Au Québec, la valorisation des rejets thermiques est en pleine croissance, et plusieurs projets ont déjà été réalisés. L’un d’eux associe les Produits forestiers Résolu et les Serres Toundra. « La centrale de cogénération de Résolu produit de l’électricité et de la chaleur à haute température pour ses besoins industriels, explique Stéphan Gagnon. Les rejets résiduels de chaleur, qui seraient autrement dissipés dans des tours de refroidissement, sont récupérés pour chauffer les serres où sont cultivés des concombres. » Pour les Serres Toundra, il s’agit d’une source de chaleur renouvelable qui réduit la consommation d’énergie.

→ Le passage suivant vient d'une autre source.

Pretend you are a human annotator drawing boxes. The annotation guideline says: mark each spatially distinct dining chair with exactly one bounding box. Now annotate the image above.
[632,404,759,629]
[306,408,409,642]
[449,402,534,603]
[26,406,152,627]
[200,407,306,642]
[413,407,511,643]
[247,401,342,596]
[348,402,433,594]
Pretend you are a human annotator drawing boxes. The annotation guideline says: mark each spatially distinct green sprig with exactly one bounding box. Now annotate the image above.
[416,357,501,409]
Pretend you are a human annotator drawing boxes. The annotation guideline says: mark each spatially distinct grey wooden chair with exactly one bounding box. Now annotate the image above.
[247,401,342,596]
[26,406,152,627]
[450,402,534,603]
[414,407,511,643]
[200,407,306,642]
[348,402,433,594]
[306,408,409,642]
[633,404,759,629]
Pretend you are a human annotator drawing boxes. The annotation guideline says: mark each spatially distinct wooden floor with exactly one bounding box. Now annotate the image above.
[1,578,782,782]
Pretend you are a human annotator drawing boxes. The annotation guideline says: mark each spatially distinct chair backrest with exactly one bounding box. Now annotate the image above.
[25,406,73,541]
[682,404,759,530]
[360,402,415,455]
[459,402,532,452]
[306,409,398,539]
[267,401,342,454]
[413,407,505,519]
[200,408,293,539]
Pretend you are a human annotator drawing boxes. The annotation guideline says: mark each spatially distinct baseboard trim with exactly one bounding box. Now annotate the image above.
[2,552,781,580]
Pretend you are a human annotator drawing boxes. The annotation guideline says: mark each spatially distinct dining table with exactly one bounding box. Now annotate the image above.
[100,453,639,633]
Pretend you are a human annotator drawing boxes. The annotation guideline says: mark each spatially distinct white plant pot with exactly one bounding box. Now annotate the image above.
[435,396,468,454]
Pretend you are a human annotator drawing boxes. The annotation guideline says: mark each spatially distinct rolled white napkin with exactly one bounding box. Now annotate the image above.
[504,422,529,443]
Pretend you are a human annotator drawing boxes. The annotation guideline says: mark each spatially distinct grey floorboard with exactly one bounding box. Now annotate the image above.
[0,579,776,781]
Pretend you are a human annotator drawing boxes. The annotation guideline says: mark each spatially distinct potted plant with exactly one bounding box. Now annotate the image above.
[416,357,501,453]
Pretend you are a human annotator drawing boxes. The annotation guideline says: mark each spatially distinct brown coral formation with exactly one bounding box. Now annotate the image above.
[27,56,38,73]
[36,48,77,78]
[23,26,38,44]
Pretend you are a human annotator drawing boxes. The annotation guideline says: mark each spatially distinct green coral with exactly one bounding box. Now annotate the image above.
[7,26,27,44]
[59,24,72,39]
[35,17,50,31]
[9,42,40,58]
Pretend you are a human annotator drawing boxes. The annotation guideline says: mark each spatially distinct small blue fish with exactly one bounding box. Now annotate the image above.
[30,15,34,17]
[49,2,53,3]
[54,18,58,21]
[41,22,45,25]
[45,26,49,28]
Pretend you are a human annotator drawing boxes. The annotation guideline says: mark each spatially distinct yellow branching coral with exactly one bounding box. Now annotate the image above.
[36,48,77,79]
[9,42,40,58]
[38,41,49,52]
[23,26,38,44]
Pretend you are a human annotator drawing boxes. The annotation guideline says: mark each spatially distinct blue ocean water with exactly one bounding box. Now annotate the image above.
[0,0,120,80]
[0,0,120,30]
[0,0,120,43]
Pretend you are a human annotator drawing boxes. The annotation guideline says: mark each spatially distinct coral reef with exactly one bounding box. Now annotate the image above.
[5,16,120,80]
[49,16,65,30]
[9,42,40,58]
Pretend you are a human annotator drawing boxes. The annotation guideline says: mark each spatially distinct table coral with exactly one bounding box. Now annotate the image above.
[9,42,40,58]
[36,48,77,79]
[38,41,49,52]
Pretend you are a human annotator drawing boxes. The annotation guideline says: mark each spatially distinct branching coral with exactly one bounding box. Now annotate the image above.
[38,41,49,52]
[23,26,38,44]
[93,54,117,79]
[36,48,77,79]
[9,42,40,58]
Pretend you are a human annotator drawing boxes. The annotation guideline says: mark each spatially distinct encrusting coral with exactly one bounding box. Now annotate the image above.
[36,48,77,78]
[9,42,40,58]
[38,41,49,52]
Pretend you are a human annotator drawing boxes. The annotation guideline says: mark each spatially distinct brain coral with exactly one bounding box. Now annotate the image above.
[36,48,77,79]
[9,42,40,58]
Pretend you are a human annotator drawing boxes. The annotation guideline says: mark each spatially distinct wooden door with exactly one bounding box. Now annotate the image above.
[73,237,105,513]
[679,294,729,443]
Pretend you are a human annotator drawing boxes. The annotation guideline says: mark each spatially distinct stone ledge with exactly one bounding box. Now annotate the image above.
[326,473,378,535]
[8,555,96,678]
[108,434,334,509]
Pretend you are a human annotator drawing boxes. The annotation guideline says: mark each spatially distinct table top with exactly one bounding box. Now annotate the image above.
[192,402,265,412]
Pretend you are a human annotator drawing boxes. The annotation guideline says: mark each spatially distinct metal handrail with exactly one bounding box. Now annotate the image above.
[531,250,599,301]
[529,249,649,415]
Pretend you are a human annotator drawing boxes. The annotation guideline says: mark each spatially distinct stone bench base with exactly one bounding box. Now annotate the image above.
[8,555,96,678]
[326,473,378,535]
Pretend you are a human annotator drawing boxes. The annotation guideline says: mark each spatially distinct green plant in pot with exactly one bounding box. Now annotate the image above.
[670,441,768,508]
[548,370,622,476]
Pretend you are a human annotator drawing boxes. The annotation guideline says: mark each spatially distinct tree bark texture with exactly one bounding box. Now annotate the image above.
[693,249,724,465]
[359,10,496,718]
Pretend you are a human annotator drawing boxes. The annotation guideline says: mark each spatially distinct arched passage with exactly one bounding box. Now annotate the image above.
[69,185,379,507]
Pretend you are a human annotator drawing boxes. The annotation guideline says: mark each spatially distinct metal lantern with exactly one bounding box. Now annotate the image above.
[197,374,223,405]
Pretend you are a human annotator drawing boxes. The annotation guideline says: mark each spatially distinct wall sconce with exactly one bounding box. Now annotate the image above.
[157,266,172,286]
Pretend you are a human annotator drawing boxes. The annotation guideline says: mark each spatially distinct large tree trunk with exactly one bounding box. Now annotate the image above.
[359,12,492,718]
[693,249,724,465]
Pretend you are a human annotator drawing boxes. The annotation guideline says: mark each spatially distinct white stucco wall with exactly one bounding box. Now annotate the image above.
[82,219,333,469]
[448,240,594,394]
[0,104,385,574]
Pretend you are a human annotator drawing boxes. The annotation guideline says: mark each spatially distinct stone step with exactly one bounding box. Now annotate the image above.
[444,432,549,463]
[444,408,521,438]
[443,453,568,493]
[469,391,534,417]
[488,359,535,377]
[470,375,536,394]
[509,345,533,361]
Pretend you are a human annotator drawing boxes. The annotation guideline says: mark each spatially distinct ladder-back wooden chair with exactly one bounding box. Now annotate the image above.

Pour Résolu, l’utilisation des rejets thermiques par les serres diminue le besoin de faire fonctionner les tours de refroidissement, entraînant ainsi des économies d’énergie et de maintenance. « Ce projet illustre le potentiel des rejets thermiques : transformer une source de chaleur sous-utilisée en un atout économique et écologique », ajoute-t-il.
Cette démarche est soutenue par un programme de valorisation des rejets thermiques du gouvernement québécois, qui dispose d’une enveloppe de 400 millions de dollars. Stéphan Gagnon est celui qui coordonne ce projet — il est d’ailleurs un des pionniers de la valorisation des rejets thermiques chez nous. Il travaille à créer des liens entre des entreprises qui rejettent de la chaleur et d’autres qui peuvent utiliser cette chaleur. D’ailleurs, un règlement sur la déclaration obligatoire des rejets thermiques provenant de sites émetteurs devrait entrer en vigueur en 2027, ce qui facilitera ce maillage.
Le leadership québécois en ingénierie
Les ingénieures et ingénieurs jouent un rôle clé dans l’accélération de la transition énergétique du Québec, d’après Andrée-Anne De Gagné.
« Nous sommes au cœur de toutes les décisions techniques, allant de la conception des produits à leur fabrication, en passant par le choix des matériaux et la conception des procédés. » Elle rappelle que les ingénieures et ingénieurs ont la capacité d’intégrer des solutions innovantes et durables à chaque phase du développement. « Sans hésitation, je peux affirmer que nous sommes des leaders et que nous excellons. Le génie québécois rayonne à travers des solutions techniques avant-gardistes et des réalisations qui méritent d’être mises en valeur », conclut-elle.
Chauffer un hôpital en brûlant des déchets
À Québec, un réseau souterrain de 2,2 kilomètres reliera l’incinérateur de la ville à l’hôpital de l’Enfant- Jésus. L’incinérateur fournira ses surplus de chaleur et de vapeur à une centrale trigénération, en ce sens qu’elle répondra aux besoins de l’hôpital en électricité, en chaleur et en refroidissement. Grâce à la valorisation des rejets thermiques, l’hôpital devrait réduire sa consommation annuelle de gaz naturel de 5,7 millions de mètres cubes. Une réduction avantageuse sur le plan économique et qui permettra aussi de réduire les émissions de CO2 de plus de 10 000 tonnes par an, soit l’équivalent d’environ 3520 voitures de moins sur les routes chaque année.